Chef Cookbook dependency management and the environment cookbook pattern / by Matt Wrock

Last week I discussed how we at CenturyLink Cloud are approaching the versioning of cookbooks, environments and data bags focusing on our strategy of generating version numbers using git commit counts. In this post I’d like to explore one of the concrete values these version numbers provide in your build pipeline. We’ll explore how these versions can eliminate surprise breaks when cookbook dependencies in production may be different from the cookbooks you used in your tests. You are testing your cookbooks right?

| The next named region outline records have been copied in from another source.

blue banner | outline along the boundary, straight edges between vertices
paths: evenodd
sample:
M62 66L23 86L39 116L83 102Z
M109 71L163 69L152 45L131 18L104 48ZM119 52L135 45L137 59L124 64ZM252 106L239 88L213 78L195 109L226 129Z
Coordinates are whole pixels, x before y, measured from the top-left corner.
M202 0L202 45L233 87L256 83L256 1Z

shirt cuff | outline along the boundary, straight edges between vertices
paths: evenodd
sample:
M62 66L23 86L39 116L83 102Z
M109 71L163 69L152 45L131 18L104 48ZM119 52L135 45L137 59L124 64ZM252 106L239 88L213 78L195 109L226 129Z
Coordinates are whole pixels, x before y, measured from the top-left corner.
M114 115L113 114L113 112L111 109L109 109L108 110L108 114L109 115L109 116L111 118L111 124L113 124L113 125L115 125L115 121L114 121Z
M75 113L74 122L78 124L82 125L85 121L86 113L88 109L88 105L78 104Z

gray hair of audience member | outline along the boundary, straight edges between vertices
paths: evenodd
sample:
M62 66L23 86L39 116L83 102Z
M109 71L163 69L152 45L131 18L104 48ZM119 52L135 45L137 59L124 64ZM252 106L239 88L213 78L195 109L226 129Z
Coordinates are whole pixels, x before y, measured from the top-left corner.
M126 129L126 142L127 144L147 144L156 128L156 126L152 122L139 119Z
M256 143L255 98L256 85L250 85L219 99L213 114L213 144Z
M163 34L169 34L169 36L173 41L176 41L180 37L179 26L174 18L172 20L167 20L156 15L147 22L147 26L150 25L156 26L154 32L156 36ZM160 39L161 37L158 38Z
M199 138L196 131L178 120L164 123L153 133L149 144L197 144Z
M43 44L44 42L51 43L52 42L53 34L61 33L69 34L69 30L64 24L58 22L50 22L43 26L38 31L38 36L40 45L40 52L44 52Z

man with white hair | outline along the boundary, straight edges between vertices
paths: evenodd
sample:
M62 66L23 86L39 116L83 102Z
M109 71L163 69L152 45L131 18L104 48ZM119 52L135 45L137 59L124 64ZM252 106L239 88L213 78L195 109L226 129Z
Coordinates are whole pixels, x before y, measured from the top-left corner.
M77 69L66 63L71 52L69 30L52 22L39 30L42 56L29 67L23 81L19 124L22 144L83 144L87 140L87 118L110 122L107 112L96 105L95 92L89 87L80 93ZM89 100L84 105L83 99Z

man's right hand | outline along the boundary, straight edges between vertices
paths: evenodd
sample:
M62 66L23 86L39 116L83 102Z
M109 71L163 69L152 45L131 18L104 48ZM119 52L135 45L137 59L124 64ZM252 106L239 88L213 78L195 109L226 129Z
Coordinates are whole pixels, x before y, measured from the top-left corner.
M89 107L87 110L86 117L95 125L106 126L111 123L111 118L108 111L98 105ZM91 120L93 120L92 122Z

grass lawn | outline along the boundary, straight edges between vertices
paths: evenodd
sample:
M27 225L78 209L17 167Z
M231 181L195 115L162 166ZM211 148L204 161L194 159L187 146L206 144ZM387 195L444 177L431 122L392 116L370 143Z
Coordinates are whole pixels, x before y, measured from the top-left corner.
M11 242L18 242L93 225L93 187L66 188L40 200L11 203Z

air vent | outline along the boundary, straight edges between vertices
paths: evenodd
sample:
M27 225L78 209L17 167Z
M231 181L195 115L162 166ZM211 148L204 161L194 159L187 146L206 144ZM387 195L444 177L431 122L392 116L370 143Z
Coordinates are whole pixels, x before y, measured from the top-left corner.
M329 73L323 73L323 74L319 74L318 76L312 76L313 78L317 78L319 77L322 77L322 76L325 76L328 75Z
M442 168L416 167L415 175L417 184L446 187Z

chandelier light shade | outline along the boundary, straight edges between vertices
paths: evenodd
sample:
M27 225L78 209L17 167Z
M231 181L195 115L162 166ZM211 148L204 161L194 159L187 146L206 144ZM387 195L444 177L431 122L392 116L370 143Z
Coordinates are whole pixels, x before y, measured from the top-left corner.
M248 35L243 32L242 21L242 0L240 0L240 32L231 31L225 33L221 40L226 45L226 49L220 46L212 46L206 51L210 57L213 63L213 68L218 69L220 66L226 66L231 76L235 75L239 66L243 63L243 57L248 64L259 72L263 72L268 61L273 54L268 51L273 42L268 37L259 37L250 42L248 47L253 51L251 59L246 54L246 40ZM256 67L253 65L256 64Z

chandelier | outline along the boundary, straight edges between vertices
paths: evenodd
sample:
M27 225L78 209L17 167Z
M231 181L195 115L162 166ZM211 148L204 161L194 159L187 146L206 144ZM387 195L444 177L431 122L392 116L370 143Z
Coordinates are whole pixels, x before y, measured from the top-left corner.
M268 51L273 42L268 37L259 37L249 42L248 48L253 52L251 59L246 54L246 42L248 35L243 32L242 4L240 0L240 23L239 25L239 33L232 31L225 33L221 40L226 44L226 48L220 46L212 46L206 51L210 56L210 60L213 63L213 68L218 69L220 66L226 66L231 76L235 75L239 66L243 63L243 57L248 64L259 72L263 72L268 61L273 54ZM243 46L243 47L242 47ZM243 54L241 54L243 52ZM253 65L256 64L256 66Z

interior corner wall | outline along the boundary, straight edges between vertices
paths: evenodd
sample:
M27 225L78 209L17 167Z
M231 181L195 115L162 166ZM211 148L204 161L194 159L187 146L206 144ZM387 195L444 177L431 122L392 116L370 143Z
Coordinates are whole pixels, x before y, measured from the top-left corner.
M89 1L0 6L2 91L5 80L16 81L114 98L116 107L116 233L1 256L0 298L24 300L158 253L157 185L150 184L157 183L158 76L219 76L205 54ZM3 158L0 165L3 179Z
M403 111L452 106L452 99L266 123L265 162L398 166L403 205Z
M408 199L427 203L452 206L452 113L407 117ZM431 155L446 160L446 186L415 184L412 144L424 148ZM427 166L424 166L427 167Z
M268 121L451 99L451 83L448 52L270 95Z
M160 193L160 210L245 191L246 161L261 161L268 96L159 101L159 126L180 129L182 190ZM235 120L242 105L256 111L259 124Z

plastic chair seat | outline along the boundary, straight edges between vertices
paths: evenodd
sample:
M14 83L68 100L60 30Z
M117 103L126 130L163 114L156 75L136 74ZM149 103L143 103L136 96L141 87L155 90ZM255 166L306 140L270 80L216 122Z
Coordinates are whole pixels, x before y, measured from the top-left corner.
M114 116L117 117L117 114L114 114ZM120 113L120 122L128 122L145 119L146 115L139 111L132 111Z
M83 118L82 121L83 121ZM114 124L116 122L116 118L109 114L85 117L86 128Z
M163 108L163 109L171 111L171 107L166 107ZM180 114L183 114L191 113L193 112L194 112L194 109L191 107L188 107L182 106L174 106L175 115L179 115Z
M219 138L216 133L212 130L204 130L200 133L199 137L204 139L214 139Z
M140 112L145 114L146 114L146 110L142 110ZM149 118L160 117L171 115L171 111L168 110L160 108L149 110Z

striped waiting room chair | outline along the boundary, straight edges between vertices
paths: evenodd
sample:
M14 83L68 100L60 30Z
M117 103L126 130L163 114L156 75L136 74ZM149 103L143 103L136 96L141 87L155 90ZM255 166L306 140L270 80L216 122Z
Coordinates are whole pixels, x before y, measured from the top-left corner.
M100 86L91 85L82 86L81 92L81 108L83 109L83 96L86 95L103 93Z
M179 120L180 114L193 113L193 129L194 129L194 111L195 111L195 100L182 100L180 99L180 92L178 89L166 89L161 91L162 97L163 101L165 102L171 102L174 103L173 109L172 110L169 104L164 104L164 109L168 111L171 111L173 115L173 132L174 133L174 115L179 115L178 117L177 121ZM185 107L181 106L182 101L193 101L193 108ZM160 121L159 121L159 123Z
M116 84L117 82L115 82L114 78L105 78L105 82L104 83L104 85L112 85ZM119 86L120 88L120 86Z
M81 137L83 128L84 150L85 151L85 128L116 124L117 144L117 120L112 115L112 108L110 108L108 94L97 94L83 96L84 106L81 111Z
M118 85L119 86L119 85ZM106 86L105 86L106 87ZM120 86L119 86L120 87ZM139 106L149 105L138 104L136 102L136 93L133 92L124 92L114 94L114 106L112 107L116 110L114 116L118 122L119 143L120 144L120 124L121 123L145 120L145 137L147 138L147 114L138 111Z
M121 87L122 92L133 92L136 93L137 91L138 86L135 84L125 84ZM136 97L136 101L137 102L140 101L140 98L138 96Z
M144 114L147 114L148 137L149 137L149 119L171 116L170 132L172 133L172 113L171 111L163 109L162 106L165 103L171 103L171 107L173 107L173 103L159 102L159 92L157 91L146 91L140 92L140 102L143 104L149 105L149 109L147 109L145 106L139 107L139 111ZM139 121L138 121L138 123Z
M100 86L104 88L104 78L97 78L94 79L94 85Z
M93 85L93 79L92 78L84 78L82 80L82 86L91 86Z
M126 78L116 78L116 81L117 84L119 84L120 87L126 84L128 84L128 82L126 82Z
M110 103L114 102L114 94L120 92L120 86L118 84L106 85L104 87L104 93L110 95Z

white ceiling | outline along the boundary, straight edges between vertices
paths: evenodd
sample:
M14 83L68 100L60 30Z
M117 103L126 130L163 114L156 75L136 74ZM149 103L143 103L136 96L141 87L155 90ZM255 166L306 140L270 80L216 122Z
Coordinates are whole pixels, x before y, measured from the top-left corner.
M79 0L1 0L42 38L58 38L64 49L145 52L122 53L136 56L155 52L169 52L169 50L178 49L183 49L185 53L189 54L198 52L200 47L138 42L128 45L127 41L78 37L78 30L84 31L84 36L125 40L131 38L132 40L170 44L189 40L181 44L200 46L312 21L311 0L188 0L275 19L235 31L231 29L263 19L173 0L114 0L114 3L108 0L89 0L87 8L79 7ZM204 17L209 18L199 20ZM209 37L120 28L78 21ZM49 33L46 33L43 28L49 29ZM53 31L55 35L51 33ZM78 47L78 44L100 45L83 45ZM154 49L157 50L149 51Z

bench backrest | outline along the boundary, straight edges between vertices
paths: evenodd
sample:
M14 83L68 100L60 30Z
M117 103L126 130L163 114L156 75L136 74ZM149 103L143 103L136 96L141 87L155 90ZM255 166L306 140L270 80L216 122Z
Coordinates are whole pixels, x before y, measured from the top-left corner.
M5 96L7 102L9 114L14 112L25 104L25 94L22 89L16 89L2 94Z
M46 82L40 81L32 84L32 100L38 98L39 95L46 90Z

A cookbook is its own code plus the sum of its dependencies

My build pipeline must be able to guarantee to the furthest extent possible that my build conditions match the same conditions of production. So if I test a cookbook with a certain set of dependencies and the tests pass, I want to have a high level of confidence that this same cookbook will converge successfully on production environments. However, if I promote the cookbook to production but my production environment has different versions of the dependent cookbooks, this confidence is lost because my tests accounted for different circumstances.

Even if these different versions are just at the patch level (the third level version number in the semantic version numbering schema), I still consider this an important difference. I know that only changes of the major build number should include breaking changes but lets just see a show of hands of those who have deployed a bug fix patch that regressed elsewhere…I thought so. You can put your hands down now everyone. Regardless, it can be quite simple to allow major version changes to slip in if your build process does not account for this.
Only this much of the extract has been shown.